Henry Clay Davis (September 29, 1814 – December 8, 1866) was an American soldier, businessman, politician, and Texas Ranger, known for founding the city of Rio Grande City, Texas.

== Early life ==
Davis was born in Georgia on September 29, 1814. His family moved to Kentucky in 1816.

== Texas Militia ==
At the age of 20, Davis left his home in Kentucky to travel throughout the United States. He arrived in San Antonio, Texas in 1836, enlisting in the First Cavalry Regiment of the Texas Militia on November 9. As part of his service, he took part in the Council House Fight, the Battle of the Salado, and the Mier expedition. In December 1842, during the Mier expedition, Davis was captured by Mexican troops and imprisoned. He, alongside the other prisoners, was later released on September 16, 1844.

== Founding of Rio Grande City ==
After being released from prison, Davis traveled to Corpus Christi, where he became known as a prominent merchant. During the 1840s, he traveled to Camargo, Mexico, where he met his wife, Maria Hilaria de la Garza. The two married in 1846. (Note: Sources differ on the exact date of their marriage. The Handbook of Texas lists a date of April 21. Norman Rozeff, writing for the Valley Morning Star, gives their marriage date as March 24.)

Garza was the heir to a large estate granted to her family during Spanish colonization of Mexico. After marriage, the couple moved to Garza's estate, where Davis would found Rio Grande City in 1847. He built Davis Landing, a docking port for boats traveling along the Rio Grande, and based his design for the port on Austin, the capital of Texas.

During the Mexican-American War, while Davis was serving under then-General Zachary Taylor, he leased 33 acres to the United States government, who established Fort Ringgold (initially called Camp Ringgold) on the land. Following the establishment of Starr County in 1848, Davis was chosen to be the county's first clerk. Davis continued his business activities in the area, working alongside other business partners to open a wagon route in August 1849. The route ran between Corpus Christi, Laredo, Rio Grande City, and Mier, Mexico.

== Later life ==
In 1848, Davis became a member of the Texas Ranger Division. In December 1859, he participated in the First Cortina War against Juan Cortina as part of the detachment of Texas Rangers led by John Salmon Ford.

Davis served in the Texas Senate for one term between 1849 and 1851, representing the state's 21st Senate district.
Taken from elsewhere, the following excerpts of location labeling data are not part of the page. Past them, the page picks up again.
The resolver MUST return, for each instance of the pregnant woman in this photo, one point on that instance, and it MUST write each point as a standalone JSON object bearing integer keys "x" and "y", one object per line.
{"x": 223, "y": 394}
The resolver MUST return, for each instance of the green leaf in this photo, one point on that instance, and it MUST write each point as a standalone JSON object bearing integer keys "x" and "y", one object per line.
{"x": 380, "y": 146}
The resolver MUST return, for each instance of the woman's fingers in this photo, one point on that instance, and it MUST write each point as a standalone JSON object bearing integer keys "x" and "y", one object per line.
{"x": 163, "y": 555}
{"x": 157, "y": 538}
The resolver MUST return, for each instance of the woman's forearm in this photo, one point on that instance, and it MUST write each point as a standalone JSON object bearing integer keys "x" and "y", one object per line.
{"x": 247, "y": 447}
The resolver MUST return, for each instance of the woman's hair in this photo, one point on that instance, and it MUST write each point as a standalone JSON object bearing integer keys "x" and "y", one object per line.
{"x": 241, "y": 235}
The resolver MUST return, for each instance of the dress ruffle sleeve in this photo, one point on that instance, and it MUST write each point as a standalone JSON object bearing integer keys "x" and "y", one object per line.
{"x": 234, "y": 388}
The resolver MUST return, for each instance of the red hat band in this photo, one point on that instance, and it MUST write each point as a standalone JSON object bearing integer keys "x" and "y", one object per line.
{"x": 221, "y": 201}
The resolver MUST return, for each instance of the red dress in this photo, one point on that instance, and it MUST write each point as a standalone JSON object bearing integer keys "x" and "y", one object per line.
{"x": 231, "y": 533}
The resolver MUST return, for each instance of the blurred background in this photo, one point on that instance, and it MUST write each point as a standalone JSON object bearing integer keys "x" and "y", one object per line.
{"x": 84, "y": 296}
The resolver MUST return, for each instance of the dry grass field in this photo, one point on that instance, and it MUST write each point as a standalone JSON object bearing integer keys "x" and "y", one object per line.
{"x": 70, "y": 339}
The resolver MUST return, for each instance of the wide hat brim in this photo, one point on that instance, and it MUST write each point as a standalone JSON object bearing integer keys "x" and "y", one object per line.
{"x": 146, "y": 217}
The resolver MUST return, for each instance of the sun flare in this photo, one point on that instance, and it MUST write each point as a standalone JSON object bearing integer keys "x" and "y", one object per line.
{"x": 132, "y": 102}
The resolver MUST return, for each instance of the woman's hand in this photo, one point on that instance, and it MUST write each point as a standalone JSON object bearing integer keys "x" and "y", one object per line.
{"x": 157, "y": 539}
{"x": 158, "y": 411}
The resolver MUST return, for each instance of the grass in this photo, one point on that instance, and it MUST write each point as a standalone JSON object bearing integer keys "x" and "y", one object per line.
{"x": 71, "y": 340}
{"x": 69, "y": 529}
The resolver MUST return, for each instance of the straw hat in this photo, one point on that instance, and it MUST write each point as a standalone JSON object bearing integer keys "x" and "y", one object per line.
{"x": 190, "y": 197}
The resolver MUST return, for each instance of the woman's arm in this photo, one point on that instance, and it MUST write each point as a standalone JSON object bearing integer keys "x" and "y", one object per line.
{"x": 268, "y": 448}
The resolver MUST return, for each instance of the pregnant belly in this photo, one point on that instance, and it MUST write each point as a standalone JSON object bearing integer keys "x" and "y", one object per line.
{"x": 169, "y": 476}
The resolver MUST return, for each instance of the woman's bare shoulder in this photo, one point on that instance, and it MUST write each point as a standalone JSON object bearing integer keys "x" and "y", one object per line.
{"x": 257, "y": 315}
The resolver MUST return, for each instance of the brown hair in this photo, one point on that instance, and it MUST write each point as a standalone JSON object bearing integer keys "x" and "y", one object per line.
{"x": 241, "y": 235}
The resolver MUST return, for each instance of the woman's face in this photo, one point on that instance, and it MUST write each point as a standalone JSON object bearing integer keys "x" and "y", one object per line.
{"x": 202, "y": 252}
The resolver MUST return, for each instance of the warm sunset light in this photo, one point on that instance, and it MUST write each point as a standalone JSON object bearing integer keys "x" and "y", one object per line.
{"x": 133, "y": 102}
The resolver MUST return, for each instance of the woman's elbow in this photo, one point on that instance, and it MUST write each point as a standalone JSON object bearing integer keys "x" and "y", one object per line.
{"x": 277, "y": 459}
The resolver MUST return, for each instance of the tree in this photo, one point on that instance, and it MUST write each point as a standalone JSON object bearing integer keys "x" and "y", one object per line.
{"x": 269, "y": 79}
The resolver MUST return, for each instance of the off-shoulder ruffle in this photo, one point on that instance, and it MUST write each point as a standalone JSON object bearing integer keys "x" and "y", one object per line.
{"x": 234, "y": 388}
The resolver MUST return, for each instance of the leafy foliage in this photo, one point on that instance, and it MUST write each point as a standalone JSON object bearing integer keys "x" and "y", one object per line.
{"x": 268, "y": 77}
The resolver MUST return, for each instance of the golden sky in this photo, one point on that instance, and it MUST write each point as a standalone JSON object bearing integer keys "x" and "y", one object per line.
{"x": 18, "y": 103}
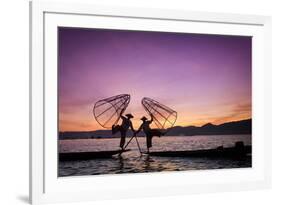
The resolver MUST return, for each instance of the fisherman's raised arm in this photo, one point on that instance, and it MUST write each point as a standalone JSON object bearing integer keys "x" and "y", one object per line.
{"x": 140, "y": 128}
{"x": 131, "y": 126}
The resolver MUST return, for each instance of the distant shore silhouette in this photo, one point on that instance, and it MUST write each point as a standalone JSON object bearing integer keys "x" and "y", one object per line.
{"x": 229, "y": 128}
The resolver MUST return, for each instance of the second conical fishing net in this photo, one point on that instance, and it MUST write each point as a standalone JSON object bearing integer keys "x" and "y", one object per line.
{"x": 107, "y": 111}
{"x": 163, "y": 116}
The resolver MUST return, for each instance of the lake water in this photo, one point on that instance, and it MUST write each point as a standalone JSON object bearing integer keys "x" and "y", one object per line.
{"x": 133, "y": 162}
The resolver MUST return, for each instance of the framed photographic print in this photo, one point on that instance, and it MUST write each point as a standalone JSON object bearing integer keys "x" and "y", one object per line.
{"x": 147, "y": 102}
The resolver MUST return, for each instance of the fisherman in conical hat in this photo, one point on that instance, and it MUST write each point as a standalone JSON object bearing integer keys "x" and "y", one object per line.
{"x": 145, "y": 126}
{"x": 123, "y": 128}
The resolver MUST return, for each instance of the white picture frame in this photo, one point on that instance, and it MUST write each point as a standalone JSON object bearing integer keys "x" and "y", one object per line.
{"x": 46, "y": 187}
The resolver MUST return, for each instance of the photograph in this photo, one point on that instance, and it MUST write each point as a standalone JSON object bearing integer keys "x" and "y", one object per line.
{"x": 135, "y": 101}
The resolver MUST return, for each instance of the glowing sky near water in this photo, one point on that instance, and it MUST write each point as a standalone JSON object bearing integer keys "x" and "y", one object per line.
{"x": 205, "y": 78}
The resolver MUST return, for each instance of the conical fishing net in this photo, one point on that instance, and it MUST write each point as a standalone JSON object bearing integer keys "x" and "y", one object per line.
{"x": 107, "y": 111}
{"x": 163, "y": 116}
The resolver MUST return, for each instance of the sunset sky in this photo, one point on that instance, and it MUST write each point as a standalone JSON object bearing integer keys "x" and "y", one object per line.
{"x": 205, "y": 78}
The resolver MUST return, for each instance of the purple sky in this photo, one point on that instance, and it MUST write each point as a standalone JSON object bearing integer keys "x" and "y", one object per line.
{"x": 205, "y": 78}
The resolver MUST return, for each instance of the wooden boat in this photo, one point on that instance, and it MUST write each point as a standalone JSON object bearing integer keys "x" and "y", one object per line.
{"x": 238, "y": 151}
{"x": 72, "y": 156}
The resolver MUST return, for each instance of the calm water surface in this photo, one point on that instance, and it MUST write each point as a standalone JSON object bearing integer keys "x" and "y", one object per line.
{"x": 132, "y": 162}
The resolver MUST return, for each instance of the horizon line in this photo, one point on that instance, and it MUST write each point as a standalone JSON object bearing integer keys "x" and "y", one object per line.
{"x": 173, "y": 126}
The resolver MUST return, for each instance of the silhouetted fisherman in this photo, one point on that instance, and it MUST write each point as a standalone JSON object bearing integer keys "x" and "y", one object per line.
{"x": 123, "y": 128}
{"x": 145, "y": 126}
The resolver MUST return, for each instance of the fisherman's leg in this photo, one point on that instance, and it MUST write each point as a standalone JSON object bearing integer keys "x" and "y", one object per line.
{"x": 148, "y": 142}
{"x": 123, "y": 139}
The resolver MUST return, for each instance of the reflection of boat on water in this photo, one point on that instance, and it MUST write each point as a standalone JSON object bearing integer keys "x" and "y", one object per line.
{"x": 72, "y": 156}
{"x": 238, "y": 151}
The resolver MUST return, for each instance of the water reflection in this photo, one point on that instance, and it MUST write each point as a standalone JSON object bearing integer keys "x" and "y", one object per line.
{"x": 133, "y": 162}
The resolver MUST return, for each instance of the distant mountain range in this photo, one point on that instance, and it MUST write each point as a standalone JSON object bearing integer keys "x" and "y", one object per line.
{"x": 237, "y": 127}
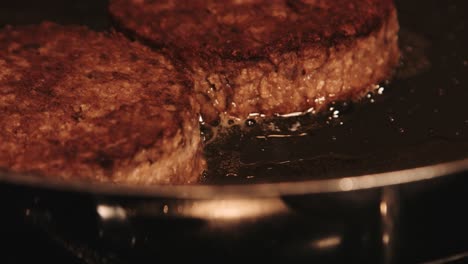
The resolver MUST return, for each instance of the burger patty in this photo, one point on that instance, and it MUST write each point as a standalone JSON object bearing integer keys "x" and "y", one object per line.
{"x": 76, "y": 103}
{"x": 270, "y": 57}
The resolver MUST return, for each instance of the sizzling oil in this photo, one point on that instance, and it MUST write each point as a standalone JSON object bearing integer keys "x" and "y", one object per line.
{"x": 418, "y": 119}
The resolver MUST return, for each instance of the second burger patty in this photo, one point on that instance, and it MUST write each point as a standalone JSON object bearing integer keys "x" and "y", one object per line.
{"x": 270, "y": 57}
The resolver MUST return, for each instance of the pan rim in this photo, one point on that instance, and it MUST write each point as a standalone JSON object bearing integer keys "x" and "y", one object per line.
{"x": 258, "y": 190}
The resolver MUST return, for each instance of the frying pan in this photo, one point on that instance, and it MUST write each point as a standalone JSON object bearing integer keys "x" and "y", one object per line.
{"x": 384, "y": 182}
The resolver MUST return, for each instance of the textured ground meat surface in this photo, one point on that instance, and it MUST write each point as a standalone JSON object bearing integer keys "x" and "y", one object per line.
{"x": 270, "y": 57}
{"x": 76, "y": 103}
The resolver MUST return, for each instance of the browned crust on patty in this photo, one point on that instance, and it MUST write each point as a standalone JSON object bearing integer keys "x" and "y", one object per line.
{"x": 252, "y": 55}
{"x": 76, "y": 103}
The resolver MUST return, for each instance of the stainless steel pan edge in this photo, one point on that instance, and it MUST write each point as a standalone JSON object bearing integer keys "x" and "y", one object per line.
{"x": 337, "y": 185}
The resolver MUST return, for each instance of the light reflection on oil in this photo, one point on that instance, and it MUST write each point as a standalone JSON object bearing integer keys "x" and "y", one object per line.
{"x": 327, "y": 242}
{"x": 233, "y": 209}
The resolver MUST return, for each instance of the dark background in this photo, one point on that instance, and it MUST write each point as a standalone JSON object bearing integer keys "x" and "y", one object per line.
{"x": 433, "y": 135}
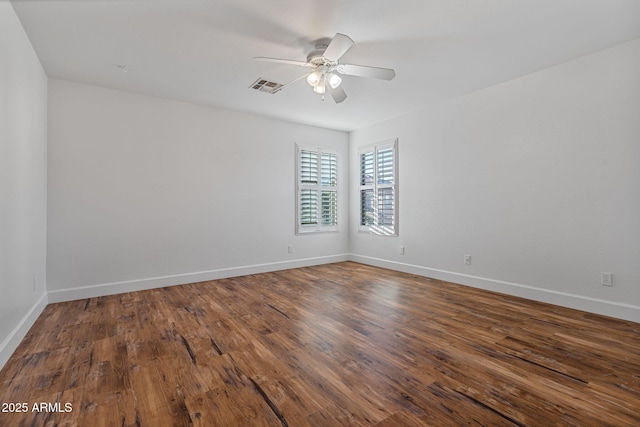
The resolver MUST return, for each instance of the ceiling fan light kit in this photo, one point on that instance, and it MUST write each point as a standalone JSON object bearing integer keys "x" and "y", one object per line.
{"x": 323, "y": 62}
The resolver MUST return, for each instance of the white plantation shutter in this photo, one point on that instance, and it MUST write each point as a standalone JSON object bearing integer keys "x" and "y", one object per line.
{"x": 317, "y": 190}
{"x": 378, "y": 189}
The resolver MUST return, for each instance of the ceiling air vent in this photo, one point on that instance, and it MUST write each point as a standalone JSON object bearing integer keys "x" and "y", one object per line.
{"x": 265, "y": 86}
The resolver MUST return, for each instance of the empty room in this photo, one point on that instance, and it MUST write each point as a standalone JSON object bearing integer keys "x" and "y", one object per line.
{"x": 319, "y": 213}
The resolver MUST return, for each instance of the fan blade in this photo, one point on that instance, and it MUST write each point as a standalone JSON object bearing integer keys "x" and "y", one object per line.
{"x": 291, "y": 82}
{"x": 364, "y": 71}
{"x": 338, "y": 46}
{"x": 283, "y": 61}
{"x": 338, "y": 94}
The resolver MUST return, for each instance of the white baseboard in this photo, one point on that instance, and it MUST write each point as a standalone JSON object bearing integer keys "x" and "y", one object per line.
{"x": 103, "y": 289}
{"x": 578, "y": 302}
{"x": 11, "y": 342}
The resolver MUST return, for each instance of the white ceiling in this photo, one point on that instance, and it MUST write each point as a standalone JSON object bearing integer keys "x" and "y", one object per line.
{"x": 201, "y": 51}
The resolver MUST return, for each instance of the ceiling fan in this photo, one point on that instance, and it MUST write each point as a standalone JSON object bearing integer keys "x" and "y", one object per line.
{"x": 324, "y": 68}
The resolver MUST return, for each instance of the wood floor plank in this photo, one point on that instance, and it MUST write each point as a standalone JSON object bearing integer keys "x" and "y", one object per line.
{"x": 330, "y": 345}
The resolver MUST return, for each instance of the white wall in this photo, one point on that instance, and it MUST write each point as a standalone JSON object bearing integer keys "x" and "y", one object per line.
{"x": 151, "y": 192}
{"x": 537, "y": 178}
{"x": 23, "y": 174}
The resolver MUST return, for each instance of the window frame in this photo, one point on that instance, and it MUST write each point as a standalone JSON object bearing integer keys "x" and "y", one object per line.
{"x": 318, "y": 187}
{"x": 375, "y": 186}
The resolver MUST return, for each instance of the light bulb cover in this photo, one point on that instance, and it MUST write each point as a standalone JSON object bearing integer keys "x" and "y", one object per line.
{"x": 314, "y": 78}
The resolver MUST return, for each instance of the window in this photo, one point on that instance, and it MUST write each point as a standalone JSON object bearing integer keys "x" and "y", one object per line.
{"x": 317, "y": 189}
{"x": 379, "y": 189}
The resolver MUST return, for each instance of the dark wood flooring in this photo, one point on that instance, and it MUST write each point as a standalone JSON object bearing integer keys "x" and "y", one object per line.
{"x": 332, "y": 345}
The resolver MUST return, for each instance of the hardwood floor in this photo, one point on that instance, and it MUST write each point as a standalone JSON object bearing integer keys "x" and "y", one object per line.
{"x": 332, "y": 345}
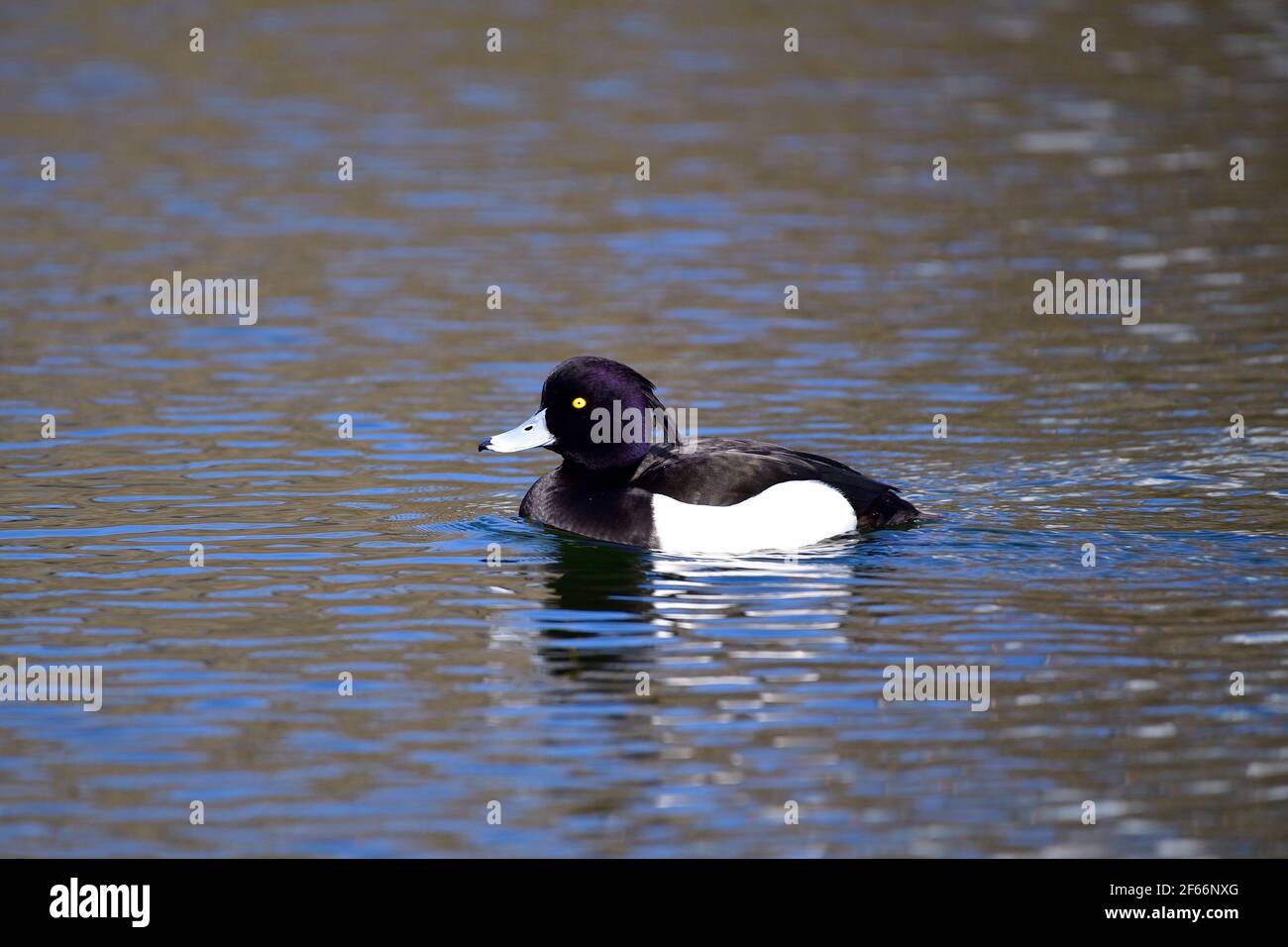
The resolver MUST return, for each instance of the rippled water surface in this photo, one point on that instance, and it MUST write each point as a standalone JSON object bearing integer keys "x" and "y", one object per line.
{"x": 515, "y": 681}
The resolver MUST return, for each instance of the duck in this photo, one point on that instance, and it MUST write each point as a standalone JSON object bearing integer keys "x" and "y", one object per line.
{"x": 648, "y": 486}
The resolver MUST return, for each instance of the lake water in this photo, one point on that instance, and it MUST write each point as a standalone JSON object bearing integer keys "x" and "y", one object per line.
{"x": 515, "y": 681}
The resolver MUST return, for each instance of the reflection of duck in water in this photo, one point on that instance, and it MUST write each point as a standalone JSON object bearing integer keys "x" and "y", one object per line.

On July 12, 1860, Governor of Texas Sam Houston appointed Davis to the position of brigadier general in the Texas Militia, and stationed him near the state's border. When the American Civil War began in 1861, Davis initially favored the Union, but ultimately supported Texas joining the Confederacy, and fought for them during the war.

== Death ==
On the morning of December 8, 1866, Davis set out on a hunting expedition. During the trip, the wagon carrying Davis overturned. Davis's shotgun, which he was holding in his hands at the time, accidentally fired, fatally shooting him in the right thigh and abdomen. Hermann Breusing, writing about Davis's death in the Brownsville Daily Ranchero, said that "he knew, at once, that he was going to die, and looked death boldly in the face, he did not fear it, as he expressed himself".